En el extremo oriental de la bota, la ciudad es referente de un estilo arquitectónico que embelesa. Renacimiento, marcas romanas y las pistas que arroja el cercano Mediterráneo
Escribe Pepo Garay
Especial para EL DIARIO
Lecce es como un postre. Una delicada sobremesa que se sirve en la región más oriental de Italia, al sureste de la bota, donde el clima es templado y los paisajes de campiñas, mar y añoranzas. La referente de la región de Apulia (a menudo olvidada por los turistas que sólo hablan de Roma, de Venecia, de Sicilia y otros puntos más que conocidos) se muestra paciente. Lo hace con los muchos siglos reposándole en las arrugas, las que ofrecen un muestrario barroco de primera, al sol eterno, y que el viajero se dispone a catar.
Los resúmenes, tan perezosos en eso de las comparaciones, la llaman “La Florencia del Sur”, justamente por lo esplendido de sus ya algo citadas obras barrocas. Pero se equivocan. La ciudad, que tiene el tamaño de una Villa María y el estilo de un salón de arte, es sui generis. Lo prueba en el primer paseo, que genera suspiros con un plano iluminado en sepia, servil al aura del “vicino” Mediterráneo. El escenario fue labrado primero por los romanos, luego por bizantinos, sarracenos, normandos… y finalmente por los salentinos, quienes le dieron su perfil definitivo, amurallado y hermoso.
Ambiente a Renacimiento
Fue fundamentalmente en el rededor de los siglos XVI y XVII, época en la cual la urbe tomó las cartas entregadas por el último Medioevo y el Renacimiento. Allí emergieron algunas de las construcciones más emblemáticas. Reliquias cinceladas al mínimo detalle. Rasgo característico del Barroco, elegante, minucioso, caprichoso como es.
Al respecto, sobresalen íconos como la Chiesa di Santa Croce (Basílica de Santa Cruz, es el mejor ejemplo de la riqueza arquitectónica local), el Convento de los Celestinos, el Castillo de Carlos V (majestuosa fortaleza dedicada al rey español que supo gobernar la región durante buena parte del Siglo XVII, entonces parte del Reino de Nápoles), las diversas puertas medievales (el Arco del Triunfo es la más conocida) y el Palacio Sedile (o Del Seggio).
También hay que homenajear con la visita a otras joyas religiosas como la Catedral de Lecce (nacida en el Siglo XII) y las iglesias San Giovanni Battista (o San Juan Bautista), Santa Irene, San Nicolás y Cataldo, Santa Clara y San Matteo, por sólo nombrar algunas.
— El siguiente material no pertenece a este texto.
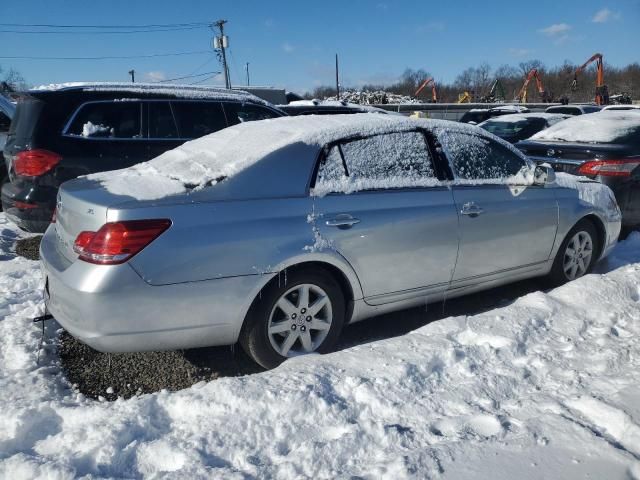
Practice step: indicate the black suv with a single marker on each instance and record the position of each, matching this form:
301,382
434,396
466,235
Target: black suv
61,132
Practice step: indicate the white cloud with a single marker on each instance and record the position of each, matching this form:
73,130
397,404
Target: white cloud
155,76
520,52
604,15
556,30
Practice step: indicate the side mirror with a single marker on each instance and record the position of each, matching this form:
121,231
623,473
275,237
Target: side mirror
544,174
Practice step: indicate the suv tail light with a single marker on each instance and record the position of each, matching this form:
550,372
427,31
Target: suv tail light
33,163
117,242
609,168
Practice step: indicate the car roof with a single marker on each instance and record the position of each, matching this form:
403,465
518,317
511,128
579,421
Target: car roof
150,89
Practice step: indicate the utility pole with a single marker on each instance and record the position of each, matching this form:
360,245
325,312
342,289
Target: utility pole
221,42
337,80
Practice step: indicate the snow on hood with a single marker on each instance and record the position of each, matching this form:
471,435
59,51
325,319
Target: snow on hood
178,91
210,159
603,127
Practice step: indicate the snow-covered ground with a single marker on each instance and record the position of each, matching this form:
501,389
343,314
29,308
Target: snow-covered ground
547,387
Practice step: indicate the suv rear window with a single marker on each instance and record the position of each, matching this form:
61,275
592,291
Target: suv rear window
196,119
108,120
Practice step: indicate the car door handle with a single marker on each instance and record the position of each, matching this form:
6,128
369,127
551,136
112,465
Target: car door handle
342,221
472,210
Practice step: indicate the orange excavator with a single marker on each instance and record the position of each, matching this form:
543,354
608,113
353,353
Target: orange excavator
602,91
425,84
522,95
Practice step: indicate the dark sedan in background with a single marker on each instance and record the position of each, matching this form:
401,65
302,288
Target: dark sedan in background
604,146
520,126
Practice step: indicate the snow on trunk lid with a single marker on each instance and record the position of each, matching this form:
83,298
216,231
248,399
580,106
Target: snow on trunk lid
80,206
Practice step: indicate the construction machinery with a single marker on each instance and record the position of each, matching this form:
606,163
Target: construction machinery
496,93
602,91
522,95
425,84
464,97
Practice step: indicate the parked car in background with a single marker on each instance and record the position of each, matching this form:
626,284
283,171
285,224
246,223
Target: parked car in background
277,233
63,131
520,126
327,107
605,147
479,115
573,109
7,110
635,108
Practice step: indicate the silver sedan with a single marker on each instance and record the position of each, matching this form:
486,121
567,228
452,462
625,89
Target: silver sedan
275,234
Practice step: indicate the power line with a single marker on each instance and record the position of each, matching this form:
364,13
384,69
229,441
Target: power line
111,32
188,76
114,57
156,25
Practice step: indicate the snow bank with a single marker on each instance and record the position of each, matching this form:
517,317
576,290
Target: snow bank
603,127
547,387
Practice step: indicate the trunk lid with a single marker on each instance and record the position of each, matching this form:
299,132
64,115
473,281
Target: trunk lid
568,157
81,205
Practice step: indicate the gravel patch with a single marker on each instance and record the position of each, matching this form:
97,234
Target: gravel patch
29,247
109,376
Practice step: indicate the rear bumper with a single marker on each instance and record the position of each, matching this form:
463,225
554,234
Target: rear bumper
110,308
35,219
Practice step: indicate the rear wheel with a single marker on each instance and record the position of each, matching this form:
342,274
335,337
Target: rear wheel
303,316
577,254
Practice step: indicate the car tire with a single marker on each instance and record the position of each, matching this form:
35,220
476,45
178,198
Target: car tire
284,321
577,254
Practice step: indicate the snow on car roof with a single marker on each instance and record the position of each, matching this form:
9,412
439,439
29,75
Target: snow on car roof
516,117
180,91
210,159
603,127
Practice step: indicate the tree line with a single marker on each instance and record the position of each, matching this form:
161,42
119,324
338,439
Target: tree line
479,80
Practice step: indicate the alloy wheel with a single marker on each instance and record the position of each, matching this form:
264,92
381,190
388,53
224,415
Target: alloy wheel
300,320
577,255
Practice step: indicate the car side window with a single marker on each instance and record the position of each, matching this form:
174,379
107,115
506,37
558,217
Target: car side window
394,160
196,119
474,157
246,112
160,121
116,120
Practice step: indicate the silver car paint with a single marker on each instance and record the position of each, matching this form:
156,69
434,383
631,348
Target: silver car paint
194,285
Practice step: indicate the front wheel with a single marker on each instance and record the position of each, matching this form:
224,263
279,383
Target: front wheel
577,254
304,315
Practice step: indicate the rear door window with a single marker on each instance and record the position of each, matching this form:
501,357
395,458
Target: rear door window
474,157
390,161
160,121
116,120
196,119
247,112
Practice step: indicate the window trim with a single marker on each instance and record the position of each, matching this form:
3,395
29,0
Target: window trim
434,159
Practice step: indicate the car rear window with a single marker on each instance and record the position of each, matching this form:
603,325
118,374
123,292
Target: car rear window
117,120
246,112
478,158
197,119
394,160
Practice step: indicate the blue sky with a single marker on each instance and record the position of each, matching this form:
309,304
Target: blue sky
292,44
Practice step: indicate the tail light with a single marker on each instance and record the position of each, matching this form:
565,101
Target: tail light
117,242
609,168
33,163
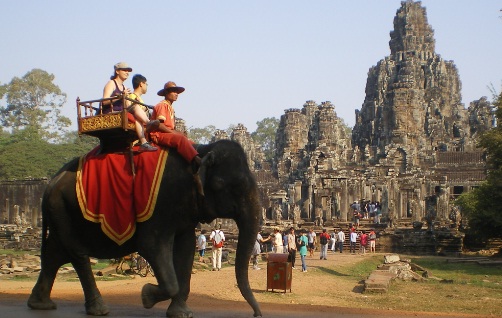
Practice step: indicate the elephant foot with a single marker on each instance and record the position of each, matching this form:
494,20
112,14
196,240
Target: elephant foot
35,302
179,309
96,307
152,294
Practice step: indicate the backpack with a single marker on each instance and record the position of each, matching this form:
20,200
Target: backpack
217,240
323,239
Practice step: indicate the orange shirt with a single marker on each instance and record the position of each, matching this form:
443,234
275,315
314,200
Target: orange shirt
164,111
Aquí y allá, por doquier, las columnas, las estatuas y los muros pardos juegan su papel trascendental.
Después, queda disfrutar del Anfiteatro Romano, construido hace casi 1.900 años en la Piazza de San Oronzo. Justo en el corazón del casco histórico, la obra remonta al paso por estas tierras de una de las civilizaciones más poderosas de la historia. Aquel hálito todavía subsiste en cada espectáculo artístico que se monta al público.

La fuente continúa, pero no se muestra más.